Violazione della libertà di religione?

Il caso “belga” riguardava tre giovani donne musulmane che lamentavano di non poter indossare il velo islamico nelle loro scuole secondarie, a causa del divieto di indossare qualsiasi simbolo visibile del proprio credo nel sistema educativo ufficiale della Comunità fiamminga. La Corte belga ha ritenuto che, in una società democratica, lo Stato potrebbe limitare e addirittura vietare l’uso di simboli religiosi da parte degli alunni/studenti in un ambiente scolastico/universitario, senza violare il diritto garantito a tutti dall’art. 9 della Convenzione Europea Diritti dell’Uomo di manifestare il proprio credo religioso. 
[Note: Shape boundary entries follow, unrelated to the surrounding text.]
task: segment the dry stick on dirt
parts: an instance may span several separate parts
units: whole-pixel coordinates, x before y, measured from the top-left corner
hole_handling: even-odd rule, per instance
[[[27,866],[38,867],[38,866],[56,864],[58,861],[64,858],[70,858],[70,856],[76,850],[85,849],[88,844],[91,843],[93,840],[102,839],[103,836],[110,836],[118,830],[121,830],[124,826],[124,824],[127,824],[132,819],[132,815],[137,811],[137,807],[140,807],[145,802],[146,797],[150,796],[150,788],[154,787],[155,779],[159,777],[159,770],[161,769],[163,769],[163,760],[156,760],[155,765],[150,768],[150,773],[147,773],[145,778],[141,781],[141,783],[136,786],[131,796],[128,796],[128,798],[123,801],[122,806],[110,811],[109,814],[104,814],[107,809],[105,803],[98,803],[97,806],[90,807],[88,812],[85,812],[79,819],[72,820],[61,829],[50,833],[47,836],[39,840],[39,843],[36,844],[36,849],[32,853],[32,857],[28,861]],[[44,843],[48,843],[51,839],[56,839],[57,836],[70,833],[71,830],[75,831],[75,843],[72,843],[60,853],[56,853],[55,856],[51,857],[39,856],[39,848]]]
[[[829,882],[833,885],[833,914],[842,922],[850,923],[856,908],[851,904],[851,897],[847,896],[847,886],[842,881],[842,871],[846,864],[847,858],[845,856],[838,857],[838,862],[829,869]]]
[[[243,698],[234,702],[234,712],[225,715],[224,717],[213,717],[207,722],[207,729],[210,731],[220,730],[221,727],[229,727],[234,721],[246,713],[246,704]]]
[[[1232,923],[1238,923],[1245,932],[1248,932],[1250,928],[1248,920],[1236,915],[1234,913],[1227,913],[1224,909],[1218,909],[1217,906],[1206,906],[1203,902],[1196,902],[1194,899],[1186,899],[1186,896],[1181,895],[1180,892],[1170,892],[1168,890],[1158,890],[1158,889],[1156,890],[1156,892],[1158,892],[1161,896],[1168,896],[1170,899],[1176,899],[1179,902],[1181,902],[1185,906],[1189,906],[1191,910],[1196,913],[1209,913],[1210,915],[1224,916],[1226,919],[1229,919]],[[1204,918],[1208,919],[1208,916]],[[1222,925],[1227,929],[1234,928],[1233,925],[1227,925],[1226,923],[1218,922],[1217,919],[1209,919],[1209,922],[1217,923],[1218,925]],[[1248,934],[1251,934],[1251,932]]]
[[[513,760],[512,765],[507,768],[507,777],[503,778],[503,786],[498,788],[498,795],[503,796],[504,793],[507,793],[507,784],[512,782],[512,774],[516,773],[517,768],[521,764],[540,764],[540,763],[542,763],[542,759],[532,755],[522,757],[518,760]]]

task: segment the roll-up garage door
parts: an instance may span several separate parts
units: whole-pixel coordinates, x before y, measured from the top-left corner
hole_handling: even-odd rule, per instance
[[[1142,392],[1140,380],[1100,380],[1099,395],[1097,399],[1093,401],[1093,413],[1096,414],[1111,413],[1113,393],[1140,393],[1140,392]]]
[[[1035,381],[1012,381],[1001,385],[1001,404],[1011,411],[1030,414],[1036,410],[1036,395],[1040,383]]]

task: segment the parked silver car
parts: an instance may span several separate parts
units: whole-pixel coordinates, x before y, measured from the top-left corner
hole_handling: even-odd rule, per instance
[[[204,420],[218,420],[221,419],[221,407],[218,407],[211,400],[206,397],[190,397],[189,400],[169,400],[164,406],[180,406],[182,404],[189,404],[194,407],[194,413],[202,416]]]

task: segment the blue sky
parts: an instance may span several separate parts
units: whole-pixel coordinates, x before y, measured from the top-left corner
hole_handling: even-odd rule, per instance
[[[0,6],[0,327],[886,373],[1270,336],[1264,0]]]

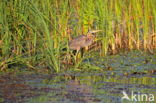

La Corte Europea dei Diritti dell’Uomo (CEDU) ricorda che è importante garantire che, nel rispetto del pluralismo e della libertà altrui, la manifestazione da parte degli studenti delle loro convinzioni religiose all’interno degli istituti scolastici non si trasformi in un atto di ostentazione che possa costituire fonte di pressione ed esclusione. La Corte Europea, nel trattare il caso belga, ricorda di aver già statuito che il divieto di indossare simboli religiosi imposto agli studenti potrebbe rispondere proprio alla volontà di evitare ogni forma di esclusione e di pressione nel rispetto del pluralismo e della libertà altrui.

Con Sentenza n. 50681/20 del 16 maggio 2024 la Corte EDU Sez. II, ha escluso a maggioranza che vi fosse stata la violazione dell’art. 9 (libertà di religione) della Convenzione europea dei diritti dell’uomo, dichiarando il ricorso inammissibile. 

Il divieto è mirato a tutelare gli studenti contro qualsiasi forma di pressione sociale e di proselitismo.